Hace diez días Donald Trump ofreció su primera rueda de prensa tras vencer en las elecciones a la presidencia de Estados Unidos. Fue algo memorable. La mejor crónica periodística no hace justicia a la realidad de su intervención. Resulta imprescindible escuchar el audio original para valorar en su justa medida lo que ocurrió. A punto de ser investido como el hombre más poderoso del mundo, Trump se enzarzó a gritos con varios periodistas, los insultó, se negó a contestar las preguntas más incómodas y dio unas cuantas lecciones sobre ética a los medios presentes. Fue un espectáculo portentoso, y además reincidente. Trump se comportó exactamente igual durante el largo periodo de campaña electoral, y ganó. Dicho de otro modo: este déspota insiste en su zafiedad porque a millones de votantes les encanta este trato despectivo y vejatorio hacia los periodistas.

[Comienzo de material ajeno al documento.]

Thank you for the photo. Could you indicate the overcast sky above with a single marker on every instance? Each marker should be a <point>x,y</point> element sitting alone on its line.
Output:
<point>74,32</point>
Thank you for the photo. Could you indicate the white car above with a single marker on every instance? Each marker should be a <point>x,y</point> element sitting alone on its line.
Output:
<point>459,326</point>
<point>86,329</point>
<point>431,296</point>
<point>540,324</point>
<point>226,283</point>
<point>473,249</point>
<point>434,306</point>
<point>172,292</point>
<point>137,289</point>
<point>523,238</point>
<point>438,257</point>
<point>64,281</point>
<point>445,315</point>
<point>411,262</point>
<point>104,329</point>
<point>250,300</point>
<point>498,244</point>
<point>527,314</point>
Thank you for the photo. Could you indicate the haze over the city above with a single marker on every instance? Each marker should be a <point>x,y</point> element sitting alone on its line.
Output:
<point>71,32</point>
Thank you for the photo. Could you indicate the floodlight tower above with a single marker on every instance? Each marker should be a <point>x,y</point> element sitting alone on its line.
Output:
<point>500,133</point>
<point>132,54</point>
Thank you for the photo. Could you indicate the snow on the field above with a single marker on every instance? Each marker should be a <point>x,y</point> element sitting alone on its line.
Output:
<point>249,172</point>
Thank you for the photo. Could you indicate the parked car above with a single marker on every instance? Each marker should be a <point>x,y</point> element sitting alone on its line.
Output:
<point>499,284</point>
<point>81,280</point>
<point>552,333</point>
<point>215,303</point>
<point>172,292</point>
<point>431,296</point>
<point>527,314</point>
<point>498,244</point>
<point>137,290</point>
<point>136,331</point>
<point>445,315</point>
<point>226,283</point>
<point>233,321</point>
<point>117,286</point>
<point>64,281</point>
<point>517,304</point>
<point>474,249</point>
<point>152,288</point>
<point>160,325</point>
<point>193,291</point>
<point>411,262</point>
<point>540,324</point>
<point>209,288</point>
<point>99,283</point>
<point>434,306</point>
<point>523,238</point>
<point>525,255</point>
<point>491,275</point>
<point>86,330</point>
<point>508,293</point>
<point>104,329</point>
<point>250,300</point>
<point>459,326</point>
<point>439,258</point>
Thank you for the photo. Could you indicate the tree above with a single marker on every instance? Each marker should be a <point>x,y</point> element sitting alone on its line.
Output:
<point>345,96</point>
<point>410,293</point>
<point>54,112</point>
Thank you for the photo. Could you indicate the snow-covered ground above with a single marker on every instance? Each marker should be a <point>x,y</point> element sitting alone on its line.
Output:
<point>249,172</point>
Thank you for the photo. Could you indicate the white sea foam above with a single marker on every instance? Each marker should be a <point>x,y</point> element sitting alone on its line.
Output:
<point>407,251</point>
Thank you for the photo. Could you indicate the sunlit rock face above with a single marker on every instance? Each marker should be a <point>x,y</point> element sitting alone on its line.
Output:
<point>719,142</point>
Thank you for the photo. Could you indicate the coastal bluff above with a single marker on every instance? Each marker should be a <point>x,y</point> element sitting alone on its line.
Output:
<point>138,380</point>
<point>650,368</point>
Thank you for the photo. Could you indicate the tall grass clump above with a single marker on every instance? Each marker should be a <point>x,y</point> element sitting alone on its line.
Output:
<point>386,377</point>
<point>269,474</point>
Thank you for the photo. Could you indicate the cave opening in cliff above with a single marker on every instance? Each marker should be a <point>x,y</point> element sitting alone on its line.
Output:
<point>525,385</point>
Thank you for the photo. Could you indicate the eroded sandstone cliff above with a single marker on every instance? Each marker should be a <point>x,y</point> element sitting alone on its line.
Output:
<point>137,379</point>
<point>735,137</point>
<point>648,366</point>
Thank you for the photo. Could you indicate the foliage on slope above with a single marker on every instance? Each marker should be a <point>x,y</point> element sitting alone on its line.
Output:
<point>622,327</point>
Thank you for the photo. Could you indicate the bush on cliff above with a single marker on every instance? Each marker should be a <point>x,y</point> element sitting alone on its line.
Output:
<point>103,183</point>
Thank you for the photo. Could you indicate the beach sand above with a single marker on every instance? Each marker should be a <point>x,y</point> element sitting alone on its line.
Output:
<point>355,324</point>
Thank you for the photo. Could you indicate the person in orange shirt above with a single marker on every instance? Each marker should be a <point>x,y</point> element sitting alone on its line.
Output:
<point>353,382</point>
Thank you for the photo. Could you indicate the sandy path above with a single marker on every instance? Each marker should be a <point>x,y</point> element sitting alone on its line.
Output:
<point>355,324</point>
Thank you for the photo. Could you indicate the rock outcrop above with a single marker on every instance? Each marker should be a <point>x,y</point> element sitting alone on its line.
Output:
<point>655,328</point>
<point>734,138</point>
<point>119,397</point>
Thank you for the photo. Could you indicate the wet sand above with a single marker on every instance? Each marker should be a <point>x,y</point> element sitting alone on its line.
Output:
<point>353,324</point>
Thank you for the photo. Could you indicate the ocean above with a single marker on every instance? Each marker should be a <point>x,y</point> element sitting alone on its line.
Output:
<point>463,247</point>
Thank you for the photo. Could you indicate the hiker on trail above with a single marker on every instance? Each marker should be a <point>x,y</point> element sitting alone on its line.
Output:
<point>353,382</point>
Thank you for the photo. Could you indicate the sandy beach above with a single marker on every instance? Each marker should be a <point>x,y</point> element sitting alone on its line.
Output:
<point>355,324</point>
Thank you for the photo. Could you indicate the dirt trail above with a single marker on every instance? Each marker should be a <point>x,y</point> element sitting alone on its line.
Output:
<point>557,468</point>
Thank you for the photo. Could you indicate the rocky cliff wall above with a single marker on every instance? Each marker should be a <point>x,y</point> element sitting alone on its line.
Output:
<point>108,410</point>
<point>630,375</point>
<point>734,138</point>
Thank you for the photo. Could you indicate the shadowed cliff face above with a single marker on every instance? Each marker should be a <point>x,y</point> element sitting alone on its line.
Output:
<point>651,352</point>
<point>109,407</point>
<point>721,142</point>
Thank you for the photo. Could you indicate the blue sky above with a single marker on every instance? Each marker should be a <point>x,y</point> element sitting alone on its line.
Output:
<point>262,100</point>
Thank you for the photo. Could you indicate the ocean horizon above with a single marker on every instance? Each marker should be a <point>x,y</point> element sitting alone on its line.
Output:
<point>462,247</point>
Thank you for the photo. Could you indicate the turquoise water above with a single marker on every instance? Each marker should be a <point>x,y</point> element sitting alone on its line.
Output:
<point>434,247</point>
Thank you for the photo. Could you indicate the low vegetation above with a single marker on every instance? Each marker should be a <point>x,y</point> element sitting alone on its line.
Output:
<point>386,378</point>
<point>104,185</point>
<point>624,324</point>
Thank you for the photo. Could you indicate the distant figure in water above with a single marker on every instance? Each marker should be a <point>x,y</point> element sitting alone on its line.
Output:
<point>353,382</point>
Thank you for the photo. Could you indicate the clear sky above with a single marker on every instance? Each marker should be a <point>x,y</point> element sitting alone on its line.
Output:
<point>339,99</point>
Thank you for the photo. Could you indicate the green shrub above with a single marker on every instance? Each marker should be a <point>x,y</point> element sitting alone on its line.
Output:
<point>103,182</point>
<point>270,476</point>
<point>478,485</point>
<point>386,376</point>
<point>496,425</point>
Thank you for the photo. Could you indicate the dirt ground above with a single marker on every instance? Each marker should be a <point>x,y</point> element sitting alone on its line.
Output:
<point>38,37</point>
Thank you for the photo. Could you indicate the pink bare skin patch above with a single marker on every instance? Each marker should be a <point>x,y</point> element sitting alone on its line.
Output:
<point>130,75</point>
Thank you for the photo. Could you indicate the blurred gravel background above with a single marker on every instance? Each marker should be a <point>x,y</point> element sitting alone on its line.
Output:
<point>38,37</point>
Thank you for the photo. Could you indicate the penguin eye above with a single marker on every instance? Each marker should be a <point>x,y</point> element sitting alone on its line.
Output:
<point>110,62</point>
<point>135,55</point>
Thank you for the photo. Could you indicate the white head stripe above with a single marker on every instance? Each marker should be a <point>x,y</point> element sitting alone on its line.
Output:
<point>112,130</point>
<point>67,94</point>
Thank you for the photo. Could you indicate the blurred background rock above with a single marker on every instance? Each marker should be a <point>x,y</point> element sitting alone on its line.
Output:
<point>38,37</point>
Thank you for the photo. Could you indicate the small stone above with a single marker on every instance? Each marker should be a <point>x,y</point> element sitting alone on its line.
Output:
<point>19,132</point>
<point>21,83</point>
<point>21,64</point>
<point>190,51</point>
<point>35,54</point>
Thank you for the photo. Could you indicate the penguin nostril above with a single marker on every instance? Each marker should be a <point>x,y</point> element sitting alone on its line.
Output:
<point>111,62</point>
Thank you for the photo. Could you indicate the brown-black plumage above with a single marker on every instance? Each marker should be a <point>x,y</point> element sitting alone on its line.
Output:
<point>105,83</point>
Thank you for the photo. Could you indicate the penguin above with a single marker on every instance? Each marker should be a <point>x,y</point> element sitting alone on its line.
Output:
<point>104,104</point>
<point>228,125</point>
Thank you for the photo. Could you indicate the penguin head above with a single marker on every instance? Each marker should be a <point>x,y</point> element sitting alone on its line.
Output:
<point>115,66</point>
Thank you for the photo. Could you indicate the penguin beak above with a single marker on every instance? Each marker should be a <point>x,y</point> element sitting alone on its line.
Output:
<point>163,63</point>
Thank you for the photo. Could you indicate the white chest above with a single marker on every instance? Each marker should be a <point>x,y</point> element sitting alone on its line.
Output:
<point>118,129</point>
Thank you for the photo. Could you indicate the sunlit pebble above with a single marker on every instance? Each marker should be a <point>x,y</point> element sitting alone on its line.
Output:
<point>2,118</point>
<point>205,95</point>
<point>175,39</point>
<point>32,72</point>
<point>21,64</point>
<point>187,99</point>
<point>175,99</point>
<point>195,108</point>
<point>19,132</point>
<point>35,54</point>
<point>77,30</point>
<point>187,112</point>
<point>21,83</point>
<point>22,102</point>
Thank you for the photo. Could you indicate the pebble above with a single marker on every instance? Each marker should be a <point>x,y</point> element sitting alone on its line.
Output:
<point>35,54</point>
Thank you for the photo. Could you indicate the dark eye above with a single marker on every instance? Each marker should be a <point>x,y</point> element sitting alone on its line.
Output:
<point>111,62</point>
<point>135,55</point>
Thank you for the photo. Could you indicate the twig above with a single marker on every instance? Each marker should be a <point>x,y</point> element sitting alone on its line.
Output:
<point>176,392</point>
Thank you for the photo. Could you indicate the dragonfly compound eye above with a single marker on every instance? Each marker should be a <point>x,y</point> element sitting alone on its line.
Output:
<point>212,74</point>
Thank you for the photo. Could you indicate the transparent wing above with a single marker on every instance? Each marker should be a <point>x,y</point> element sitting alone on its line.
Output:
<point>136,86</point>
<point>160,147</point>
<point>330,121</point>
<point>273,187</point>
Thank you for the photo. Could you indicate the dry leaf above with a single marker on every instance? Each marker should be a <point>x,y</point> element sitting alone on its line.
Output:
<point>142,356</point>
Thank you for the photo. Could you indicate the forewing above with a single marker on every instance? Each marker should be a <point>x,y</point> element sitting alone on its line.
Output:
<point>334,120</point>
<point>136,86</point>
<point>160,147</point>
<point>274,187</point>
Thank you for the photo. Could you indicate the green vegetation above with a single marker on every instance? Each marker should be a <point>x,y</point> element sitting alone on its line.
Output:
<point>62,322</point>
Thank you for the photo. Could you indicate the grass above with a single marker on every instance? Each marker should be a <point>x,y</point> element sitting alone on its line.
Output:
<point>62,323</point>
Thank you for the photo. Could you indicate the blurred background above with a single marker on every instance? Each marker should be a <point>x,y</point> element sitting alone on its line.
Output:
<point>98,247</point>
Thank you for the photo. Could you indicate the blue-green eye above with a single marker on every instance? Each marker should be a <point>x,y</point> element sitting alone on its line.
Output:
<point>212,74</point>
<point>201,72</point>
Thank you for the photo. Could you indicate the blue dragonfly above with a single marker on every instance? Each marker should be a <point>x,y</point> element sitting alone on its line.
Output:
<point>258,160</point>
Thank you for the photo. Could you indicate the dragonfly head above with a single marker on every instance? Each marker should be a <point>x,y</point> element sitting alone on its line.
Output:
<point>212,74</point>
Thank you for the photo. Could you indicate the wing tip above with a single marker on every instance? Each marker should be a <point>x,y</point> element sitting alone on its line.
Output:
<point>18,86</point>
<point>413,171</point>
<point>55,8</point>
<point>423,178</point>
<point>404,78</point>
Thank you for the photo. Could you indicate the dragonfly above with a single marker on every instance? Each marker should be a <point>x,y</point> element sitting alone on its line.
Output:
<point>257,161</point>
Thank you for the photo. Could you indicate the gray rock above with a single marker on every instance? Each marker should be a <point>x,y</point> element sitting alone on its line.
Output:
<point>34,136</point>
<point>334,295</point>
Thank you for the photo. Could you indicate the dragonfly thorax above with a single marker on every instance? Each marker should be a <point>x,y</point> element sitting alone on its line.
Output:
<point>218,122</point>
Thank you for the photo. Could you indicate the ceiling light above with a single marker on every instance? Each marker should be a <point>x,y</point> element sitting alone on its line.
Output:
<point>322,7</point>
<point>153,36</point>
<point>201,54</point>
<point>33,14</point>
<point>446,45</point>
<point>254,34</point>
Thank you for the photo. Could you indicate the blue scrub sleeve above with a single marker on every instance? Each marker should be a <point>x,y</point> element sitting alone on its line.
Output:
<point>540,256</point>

De Trump queda poco que decir. Quizá insistir en que los periodistas en un régimen de libertades tienen la obligación de hacer precisamente las preguntas que los políticos no quieren responder, y que eso no debería suponer un acto de heroicidad. Pero más allá de la falta de espíritu democrático del personaje, cabría preguntarse por qué ese abuso de poder encuentra comprensión entre una parte tan importante del electorado. Hoy la credibilidad de los medios de comunicación, como la de los políticos o las empresas, está sometida a un escrutinio como no habían soportado nunca, porque las posibilidades de rebatir la veracidad de una información son muy superiores a las del pasado. Ello exige unos códigos de buenas prácticas en las empresas de comunicación más exigentes, y la capacidad de disculparse cuando se comete un error sin hacer de ello un drama o una cuestión de honor. Pero nada de esto será suficiente si no preexiste una actitud moral del periodista frente a su profesión, y una capacidad para separar las manzanas sanas, la mayoría, de las podridas, que contaminan toda la caja y dan alas a estrategias tan peligrosas como la de Trump.